Despite concern around the impact lynx will have on game populations, it could be said that many hunters quietly recognise the privilege of having lynx roam their forests, a rarity not only in Europe but in the world. One hunter in the 70s put it simply; ‘We are confident lynx will do what a man cannot with a rifle.’
En route to check the second camera, we take advantage of an abandoned logging road, and it feels like we are out on a hike, with the soft evening light filtering through the golden beech leaves.
Urša tells me we aren’t the only hikers to have spotted a lynx and share the information with the project. In June 2021, a couple of hikers came across a heap of lynx kittens on the side of a gravel road. They called Urša who recommended they hike on, assuring them that the mother would be back soon and was likely moving the family, one-by-one, from one den to another. This sighting was big news and confirmation of the first reproduction in the Alps from the LIFE Lynx translocated lynx and proof of increasing Slovenian lynx populations. It was also encouraging that the hikers knew where to call to get advice.
Public education is an important element of the LIFE Lynx project, and of successful lynx reintroduction in general. The Lynx Walk is a hiking guide that was created to help people – locals and tourists alike – experience the forest from the perspective of a lynx. It’s a free downloadable document that gives hikers information on lynx ecology, habitats and behaviour and how to recognise typical signs of lynx. ‘It also helps remind people that they are walking through someone’s home,’ says Urša who urges people to stick to trails, and be respectful of the forest.

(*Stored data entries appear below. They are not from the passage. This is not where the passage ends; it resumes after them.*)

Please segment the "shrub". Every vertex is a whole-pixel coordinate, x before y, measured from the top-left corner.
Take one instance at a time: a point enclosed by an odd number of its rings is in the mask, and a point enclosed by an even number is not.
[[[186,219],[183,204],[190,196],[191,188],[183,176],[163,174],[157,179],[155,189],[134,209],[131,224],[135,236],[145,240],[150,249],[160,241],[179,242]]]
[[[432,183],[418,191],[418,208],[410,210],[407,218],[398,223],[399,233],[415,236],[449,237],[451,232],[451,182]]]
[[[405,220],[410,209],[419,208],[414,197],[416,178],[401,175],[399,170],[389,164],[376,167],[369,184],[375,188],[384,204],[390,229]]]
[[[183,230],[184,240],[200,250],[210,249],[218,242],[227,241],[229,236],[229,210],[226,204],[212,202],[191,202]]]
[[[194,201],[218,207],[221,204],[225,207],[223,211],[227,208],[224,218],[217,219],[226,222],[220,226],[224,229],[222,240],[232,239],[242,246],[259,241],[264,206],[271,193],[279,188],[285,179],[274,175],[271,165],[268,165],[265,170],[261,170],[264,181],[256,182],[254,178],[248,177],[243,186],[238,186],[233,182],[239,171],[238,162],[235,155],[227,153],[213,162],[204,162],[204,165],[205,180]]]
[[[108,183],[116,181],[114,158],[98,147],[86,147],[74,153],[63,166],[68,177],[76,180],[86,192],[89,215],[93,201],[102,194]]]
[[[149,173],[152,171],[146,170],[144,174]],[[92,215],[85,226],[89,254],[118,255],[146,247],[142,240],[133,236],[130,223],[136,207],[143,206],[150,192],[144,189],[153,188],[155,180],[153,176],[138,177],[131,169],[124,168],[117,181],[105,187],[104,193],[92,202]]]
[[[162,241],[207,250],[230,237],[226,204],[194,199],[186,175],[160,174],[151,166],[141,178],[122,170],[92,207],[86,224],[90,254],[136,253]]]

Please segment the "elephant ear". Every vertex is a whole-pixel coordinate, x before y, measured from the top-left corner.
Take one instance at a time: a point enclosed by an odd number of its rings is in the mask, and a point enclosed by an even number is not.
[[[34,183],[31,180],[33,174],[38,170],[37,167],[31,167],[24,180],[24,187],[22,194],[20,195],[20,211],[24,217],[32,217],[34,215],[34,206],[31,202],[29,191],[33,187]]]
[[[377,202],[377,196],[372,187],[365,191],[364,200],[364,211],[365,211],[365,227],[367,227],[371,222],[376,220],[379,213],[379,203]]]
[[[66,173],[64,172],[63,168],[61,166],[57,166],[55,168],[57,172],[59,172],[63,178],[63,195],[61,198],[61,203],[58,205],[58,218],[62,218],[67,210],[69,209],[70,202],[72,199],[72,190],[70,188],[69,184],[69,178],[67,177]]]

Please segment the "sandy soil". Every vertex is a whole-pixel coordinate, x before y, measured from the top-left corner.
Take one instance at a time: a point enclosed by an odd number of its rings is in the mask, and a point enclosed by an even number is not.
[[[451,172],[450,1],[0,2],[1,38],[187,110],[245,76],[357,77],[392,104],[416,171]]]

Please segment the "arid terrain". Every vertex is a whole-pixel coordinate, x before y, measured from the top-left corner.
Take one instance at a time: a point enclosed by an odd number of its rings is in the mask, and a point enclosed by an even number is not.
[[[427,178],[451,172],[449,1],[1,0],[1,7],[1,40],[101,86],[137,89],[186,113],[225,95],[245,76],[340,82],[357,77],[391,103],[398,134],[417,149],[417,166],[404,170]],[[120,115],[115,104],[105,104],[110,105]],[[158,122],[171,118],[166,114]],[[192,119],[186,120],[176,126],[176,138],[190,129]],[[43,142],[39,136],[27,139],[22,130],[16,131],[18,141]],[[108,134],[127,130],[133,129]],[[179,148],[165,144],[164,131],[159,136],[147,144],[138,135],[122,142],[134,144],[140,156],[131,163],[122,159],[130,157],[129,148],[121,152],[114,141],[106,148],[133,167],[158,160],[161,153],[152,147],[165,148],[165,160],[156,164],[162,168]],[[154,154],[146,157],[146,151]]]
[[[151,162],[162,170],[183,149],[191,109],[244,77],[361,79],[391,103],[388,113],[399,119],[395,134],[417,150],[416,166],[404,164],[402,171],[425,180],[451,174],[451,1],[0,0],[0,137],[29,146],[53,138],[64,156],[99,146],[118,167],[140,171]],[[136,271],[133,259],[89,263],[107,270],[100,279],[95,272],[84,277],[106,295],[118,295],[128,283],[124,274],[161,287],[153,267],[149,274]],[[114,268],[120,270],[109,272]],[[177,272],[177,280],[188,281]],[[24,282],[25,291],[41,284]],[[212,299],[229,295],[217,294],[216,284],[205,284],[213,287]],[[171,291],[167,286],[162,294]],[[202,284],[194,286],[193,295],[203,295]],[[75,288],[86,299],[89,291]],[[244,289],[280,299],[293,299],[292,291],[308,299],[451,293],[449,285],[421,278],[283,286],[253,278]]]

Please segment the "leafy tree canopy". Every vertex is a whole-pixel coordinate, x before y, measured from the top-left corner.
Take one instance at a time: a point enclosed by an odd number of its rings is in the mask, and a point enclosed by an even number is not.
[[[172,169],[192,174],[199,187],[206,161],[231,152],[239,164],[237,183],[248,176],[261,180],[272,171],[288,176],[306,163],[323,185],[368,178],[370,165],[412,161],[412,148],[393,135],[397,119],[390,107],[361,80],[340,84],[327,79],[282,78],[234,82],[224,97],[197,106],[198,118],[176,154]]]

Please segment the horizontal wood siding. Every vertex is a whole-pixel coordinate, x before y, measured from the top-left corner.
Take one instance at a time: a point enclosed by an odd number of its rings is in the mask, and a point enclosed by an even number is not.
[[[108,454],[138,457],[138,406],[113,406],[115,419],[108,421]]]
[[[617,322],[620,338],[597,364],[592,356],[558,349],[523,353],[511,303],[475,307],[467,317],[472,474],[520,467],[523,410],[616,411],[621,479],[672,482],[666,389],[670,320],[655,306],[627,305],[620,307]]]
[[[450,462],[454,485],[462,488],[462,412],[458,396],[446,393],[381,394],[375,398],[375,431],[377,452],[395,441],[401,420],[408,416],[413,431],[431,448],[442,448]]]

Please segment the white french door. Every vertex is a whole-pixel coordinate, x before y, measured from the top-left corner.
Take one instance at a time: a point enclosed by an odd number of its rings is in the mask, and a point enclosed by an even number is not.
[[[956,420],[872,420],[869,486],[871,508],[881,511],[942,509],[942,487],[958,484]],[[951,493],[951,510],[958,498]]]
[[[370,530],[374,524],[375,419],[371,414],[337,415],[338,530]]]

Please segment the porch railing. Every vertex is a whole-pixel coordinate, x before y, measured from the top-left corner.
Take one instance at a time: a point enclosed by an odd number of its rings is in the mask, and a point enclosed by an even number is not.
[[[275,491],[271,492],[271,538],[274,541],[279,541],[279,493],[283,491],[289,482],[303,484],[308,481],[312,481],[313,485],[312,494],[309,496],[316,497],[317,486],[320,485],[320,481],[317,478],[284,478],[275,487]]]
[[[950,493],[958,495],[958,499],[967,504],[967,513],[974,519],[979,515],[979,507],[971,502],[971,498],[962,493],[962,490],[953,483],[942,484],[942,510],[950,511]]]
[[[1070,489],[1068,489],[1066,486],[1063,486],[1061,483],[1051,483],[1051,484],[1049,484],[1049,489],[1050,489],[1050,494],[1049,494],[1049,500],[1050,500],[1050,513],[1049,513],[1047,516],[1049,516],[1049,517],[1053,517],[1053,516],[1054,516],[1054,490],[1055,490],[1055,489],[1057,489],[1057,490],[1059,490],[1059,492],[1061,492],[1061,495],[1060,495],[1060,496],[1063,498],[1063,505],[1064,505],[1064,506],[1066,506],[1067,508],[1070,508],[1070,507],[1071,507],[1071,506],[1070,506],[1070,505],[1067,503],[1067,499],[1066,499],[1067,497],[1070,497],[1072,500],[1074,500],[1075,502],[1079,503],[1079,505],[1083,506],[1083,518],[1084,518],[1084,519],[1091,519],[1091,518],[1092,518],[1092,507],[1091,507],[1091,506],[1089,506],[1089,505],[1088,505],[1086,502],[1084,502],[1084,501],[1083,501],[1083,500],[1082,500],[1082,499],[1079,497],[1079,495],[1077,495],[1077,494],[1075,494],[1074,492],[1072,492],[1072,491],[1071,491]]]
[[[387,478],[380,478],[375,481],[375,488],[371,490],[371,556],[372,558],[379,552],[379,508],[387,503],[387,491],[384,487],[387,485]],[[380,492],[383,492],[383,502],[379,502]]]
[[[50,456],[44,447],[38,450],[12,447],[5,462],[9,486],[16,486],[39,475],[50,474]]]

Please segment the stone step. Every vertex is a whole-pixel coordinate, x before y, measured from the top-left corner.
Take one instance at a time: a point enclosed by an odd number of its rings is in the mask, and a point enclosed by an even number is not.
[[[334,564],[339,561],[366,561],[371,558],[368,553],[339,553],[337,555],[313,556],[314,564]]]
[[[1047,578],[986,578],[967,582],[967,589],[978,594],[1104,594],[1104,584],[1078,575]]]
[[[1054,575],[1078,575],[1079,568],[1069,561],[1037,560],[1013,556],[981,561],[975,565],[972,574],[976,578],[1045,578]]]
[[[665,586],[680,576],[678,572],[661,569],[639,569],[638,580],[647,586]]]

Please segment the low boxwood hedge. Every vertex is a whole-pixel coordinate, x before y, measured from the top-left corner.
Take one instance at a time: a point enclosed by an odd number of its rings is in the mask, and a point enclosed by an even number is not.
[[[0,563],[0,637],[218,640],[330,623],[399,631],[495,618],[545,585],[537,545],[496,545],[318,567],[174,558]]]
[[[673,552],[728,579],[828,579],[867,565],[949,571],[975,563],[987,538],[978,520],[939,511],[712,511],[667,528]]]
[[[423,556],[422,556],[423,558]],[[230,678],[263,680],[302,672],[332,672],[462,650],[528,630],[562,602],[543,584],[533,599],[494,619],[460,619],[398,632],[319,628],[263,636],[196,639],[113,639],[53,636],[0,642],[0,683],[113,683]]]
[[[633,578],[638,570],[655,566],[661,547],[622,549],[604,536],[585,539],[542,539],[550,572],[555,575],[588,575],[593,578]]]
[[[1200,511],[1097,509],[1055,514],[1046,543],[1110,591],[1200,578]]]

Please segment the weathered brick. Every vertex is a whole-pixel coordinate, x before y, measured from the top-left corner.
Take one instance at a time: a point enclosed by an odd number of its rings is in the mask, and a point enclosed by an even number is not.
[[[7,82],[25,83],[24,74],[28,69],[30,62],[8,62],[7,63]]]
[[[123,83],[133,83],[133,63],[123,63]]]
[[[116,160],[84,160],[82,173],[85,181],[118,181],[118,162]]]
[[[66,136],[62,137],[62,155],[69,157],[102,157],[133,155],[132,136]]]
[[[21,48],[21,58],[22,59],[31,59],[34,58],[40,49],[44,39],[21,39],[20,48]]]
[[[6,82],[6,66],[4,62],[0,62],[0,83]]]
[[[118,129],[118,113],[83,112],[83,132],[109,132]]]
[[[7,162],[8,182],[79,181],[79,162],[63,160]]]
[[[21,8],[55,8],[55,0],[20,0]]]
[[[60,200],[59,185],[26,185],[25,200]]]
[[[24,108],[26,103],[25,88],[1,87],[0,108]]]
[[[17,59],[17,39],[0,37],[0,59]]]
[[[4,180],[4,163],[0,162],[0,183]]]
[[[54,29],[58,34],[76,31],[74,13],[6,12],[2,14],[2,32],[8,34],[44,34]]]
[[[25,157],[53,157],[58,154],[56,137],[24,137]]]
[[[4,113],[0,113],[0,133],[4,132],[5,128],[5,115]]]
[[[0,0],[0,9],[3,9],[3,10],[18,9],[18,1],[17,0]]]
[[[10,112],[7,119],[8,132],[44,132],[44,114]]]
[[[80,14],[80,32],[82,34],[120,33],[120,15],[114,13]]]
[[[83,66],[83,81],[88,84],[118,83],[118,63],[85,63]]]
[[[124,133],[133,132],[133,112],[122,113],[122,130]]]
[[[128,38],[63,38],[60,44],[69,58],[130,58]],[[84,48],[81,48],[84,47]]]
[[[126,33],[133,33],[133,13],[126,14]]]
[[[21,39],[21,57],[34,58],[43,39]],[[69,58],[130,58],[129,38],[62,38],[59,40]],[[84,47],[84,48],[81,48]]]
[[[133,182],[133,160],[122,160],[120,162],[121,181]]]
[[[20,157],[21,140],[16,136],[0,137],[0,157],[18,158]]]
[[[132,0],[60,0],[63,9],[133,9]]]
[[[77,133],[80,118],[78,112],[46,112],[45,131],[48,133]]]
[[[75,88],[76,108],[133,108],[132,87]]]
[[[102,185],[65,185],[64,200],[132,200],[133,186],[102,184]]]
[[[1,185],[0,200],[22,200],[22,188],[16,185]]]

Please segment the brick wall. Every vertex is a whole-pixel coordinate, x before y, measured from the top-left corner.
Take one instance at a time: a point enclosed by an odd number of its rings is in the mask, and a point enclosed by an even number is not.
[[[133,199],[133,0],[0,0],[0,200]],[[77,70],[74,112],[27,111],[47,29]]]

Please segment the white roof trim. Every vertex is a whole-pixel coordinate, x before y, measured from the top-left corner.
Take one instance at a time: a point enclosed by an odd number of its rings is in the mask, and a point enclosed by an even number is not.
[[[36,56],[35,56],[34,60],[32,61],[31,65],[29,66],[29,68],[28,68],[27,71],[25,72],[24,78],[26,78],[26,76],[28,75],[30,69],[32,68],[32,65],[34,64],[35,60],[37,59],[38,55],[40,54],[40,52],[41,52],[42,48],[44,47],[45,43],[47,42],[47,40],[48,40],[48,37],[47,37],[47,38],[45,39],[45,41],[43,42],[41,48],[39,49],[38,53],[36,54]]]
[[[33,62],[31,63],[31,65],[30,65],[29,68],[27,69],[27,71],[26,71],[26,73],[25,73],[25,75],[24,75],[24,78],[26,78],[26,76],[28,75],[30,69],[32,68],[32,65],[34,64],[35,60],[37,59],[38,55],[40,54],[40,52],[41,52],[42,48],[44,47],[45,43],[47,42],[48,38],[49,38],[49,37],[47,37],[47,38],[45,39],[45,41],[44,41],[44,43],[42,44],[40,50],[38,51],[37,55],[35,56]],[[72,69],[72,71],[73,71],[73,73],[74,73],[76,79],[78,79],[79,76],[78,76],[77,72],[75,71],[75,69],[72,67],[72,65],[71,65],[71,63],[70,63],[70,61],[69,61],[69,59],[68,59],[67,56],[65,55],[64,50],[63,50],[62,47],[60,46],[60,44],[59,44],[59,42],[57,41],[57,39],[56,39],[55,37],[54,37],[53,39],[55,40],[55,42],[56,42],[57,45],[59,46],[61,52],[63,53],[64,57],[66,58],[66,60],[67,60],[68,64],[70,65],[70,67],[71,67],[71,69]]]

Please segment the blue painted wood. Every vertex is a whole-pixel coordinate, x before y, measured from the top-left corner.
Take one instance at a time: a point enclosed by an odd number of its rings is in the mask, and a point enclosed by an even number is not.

Coexisting with large carnivores has, and will continue to be, a contested topic. Some see them as an added value, while some see them as a problem. The work Urša, Tilen and Branko are doing requires people from different user-groups and different countries, backgrounds, organisations to work together. A day in the field with a hunter like Branko reminds Urša that they are making progress. ‘It works because we are all working towards the same goal; preserving the lynx,’ she says. And Tilen agrees. ‘Hunters and biologists should not be on two poles but should work together. This (project) offers a tremendous opportunity to bring biologists and hunters closer together and show we have the same interests.’
As we rumble down the forest road, I carefully ask Branko a few questions, cautious not to impede on the delicate relationship Urša has been nurturing with hunters. Using my rudimentary Slovenian, I ask him why he wants lynx back in his home forest and hunting grounds.
‘The forest is complete with lynx in it. That’s why I want lynx back in the forest.’ A simple but very telling answer, and the same reason those Slovenian hunters started this effort back in the 70s. And while that sentiment is not shared by all of Slovenia – or Europe for that matter – the complexities of reintroducing this short-tailed, long-eared cat that humans previously erased from the landscape is reduced to a very simple, almost philosophical idea.
The forest is richer when it’s complete. And that is something hunters, hikers and biologists can all agree on.